Forums : The Ohcount Project

Dear Open Hub Users,

We’re excited to announce that we will be moving the Open Hub Forum to https://community.synopsys.com/s/black-duck-open-hub. Beginning immediately, users can head over, register, get technical help and discuss issue pertinent to the Open Hub. Registered users can also subscribe to Open Hub announcements here.


On May 1, 2020, we will be freezing https://www.openhub.net/forums and users will not be able to create new discussions. If you have any questions and concerns, please email us at [email protected]

diff support?

Would it be possible to add diff counting support to ohcount (and ohloh)?

It would be really nice if ohcount could detect languages used inside diff files and count them like plain code.

Michał Górny over 15 years ago
 

Diff files are not source code files. It doesn't make sense to count them as such. Care to elaborate?

Anonymous Coward over 15 years ago
 

Hi Michał,

We have come across a few projects on Ohloh where the source control system didn't contain code, but rather contained diff files. Discovering this was sort of a mind-bending source-control-inside-of-source-control moment. It implies that the source control database itself contains diff files of diff files!

It's extremely hard to explain simply the levels-within-levels problem this causes for us.

From a simple perspective, I can agree that when a new diff file appears that, say, adds 8 new lines of C code, a reasonable interpretation is that this commit should be credited with 8 new lines of C.

However this is not at all how Ohloh works internally. We assume that we are given a series of snapshots, and then we calculate deltas from those. Those deltas are what actually get stored in our database to build our reports.
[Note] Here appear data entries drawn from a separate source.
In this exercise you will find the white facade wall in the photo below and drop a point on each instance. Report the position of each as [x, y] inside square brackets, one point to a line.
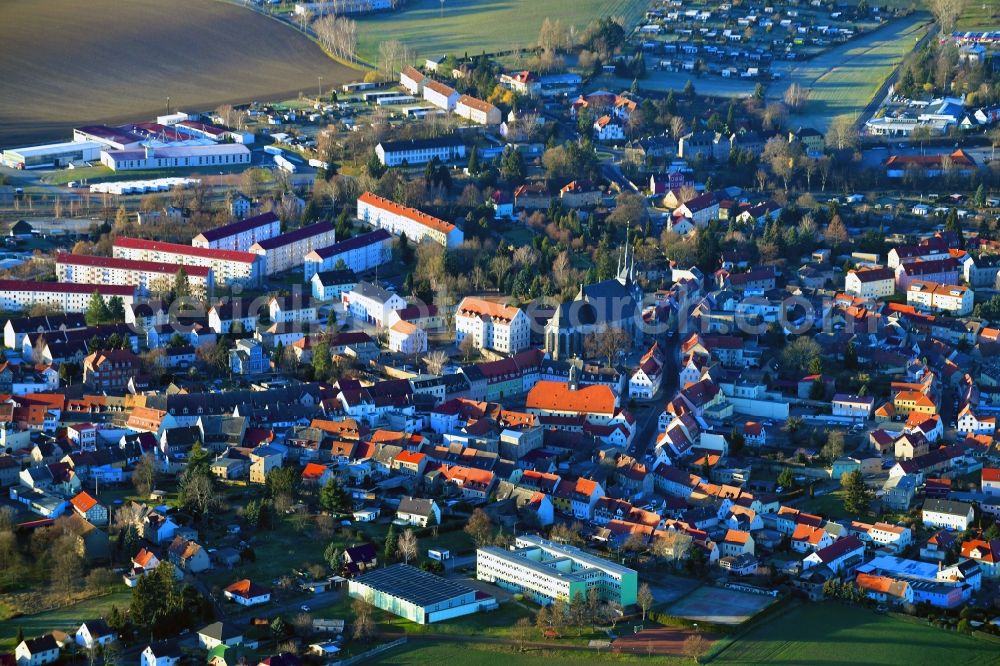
[143, 279]
[396, 223]
[224, 271]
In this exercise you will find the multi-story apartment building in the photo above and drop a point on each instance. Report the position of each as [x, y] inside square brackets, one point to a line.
[110, 370]
[547, 571]
[503, 328]
[440, 95]
[935, 270]
[241, 235]
[371, 303]
[65, 296]
[870, 282]
[228, 266]
[398, 219]
[420, 151]
[287, 251]
[144, 275]
[359, 254]
[935, 297]
[477, 110]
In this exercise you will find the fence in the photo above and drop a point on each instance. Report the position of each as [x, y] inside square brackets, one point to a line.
[359, 658]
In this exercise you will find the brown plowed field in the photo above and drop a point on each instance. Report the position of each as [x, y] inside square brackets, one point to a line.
[74, 62]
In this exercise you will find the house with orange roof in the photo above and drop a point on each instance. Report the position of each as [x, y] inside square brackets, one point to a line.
[474, 483]
[577, 498]
[144, 562]
[907, 401]
[407, 338]
[736, 543]
[410, 463]
[809, 539]
[498, 326]
[316, 475]
[971, 423]
[597, 402]
[885, 589]
[88, 507]
[989, 482]
[247, 593]
[986, 553]
[397, 219]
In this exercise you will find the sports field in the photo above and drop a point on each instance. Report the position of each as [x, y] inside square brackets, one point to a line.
[829, 633]
[719, 605]
[474, 26]
[67, 62]
[844, 79]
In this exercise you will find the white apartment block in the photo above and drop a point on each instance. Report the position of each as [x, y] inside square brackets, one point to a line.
[69, 297]
[360, 253]
[947, 513]
[241, 235]
[228, 266]
[412, 80]
[372, 304]
[870, 283]
[502, 328]
[420, 151]
[936, 297]
[546, 571]
[397, 219]
[477, 111]
[287, 251]
[145, 275]
[440, 95]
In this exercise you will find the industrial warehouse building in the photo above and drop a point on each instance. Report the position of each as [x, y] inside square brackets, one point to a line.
[175, 157]
[52, 155]
[547, 571]
[417, 595]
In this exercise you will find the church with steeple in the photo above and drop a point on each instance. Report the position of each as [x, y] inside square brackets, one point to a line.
[614, 303]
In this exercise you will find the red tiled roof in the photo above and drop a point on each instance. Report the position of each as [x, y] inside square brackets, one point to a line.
[186, 250]
[413, 214]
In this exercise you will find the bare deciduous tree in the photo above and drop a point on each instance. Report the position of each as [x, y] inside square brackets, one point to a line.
[407, 546]
[436, 361]
[607, 342]
[796, 96]
[946, 12]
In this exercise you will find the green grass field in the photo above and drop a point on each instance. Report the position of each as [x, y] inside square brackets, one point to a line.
[66, 619]
[435, 654]
[829, 633]
[844, 79]
[829, 505]
[979, 15]
[473, 26]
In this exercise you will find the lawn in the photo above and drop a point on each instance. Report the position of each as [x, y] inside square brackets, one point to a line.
[843, 80]
[979, 15]
[473, 26]
[67, 618]
[421, 653]
[829, 633]
[829, 505]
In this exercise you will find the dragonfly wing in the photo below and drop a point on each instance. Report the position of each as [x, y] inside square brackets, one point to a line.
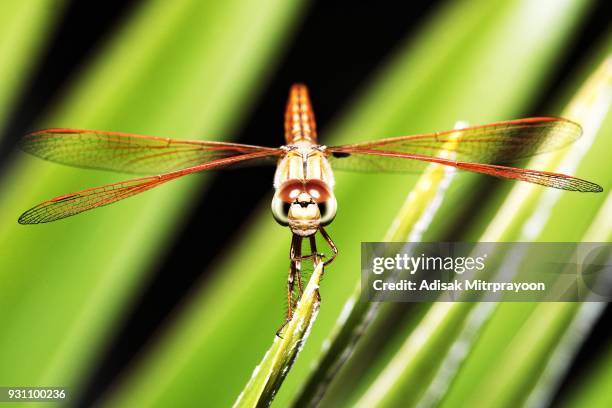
[496, 143]
[129, 153]
[75, 203]
[556, 180]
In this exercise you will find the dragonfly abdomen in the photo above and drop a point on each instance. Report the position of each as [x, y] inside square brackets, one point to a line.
[300, 125]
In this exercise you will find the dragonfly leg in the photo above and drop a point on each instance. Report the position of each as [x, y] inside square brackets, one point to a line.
[331, 245]
[296, 245]
[316, 256]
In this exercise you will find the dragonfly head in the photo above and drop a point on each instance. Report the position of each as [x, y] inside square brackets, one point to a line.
[304, 206]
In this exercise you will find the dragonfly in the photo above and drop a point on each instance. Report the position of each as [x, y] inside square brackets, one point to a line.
[303, 200]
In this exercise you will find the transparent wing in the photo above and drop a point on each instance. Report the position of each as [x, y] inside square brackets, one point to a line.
[496, 143]
[555, 180]
[75, 203]
[129, 153]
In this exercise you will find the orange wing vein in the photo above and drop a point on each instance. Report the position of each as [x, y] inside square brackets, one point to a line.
[479, 149]
[496, 143]
[129, 153]
[75, 203]
[548, 179]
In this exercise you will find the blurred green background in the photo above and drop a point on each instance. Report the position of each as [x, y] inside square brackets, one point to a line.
[172, 298]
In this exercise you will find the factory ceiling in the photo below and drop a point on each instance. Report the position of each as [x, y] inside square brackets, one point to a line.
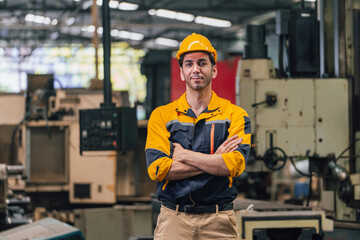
[141, 23]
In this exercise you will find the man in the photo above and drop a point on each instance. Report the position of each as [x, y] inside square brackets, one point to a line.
[195, 146]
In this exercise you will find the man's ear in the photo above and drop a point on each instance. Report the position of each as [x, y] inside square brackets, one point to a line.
[182, 75]
[214, 70]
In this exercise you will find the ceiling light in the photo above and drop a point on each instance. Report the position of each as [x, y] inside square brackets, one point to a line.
[70, 21]
[186, 17]
[131, 35]
[152, 12]
[166, 13]
[47, 20]
[113, 4]
[86, 5]
[167, 42]
[172, 15]
[38, 19]
[128, 6]
[136, 36]
[29, 17]
[212, 22]
[91, 28]
[114, 32]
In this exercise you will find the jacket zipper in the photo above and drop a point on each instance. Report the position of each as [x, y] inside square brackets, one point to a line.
[212, 138]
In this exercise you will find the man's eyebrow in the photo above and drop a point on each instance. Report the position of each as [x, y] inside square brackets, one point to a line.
[197, 60]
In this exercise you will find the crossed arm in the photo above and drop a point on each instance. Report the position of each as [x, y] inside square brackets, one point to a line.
[188, 163]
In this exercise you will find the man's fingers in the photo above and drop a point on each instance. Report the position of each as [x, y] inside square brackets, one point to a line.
[229, 140]
[234, 148]
[234, 144]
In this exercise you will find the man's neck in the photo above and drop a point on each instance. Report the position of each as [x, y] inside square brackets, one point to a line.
[198, 100]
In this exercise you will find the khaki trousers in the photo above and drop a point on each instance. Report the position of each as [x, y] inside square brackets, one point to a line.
[172, 225]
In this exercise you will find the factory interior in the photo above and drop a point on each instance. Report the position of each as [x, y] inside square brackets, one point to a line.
[80, 78]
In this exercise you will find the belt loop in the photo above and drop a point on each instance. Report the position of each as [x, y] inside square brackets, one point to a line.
[177, 209]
If the source control system contains diffs instead of source code, then taking those deltas is a mistake. What we should do in that case is parse the deltas right out of the diffs, and store those directly in our database. But that's a complete disruption to our current methodology, and we'd have to write a lot of brand-new code for that.

Also, continuity isn't guaranteed at all. Nothing says that the diff files in the source control form a coherent trail. They might refer to unrelated files, or they might not join together properly. Two different diff files might contain directly contradictory instructions. There's no way that Ohloh could guarantee anything about that data.

Not to say that this is all theoretically impossible, it's just not easy.

On a much more simple level: Yes, I think you could modify Ohcount to look at a single diff in isolation and have it declare this diff file contains instructions to add 8 new lines of C code. That in itself will have some small challenges, but it might make a fun coding project.

But it's all one level too deep -- our tools expect snapshots, not instructions on how to change non-existent snapshots.

Whew.

Robin Luckey over 15 years ago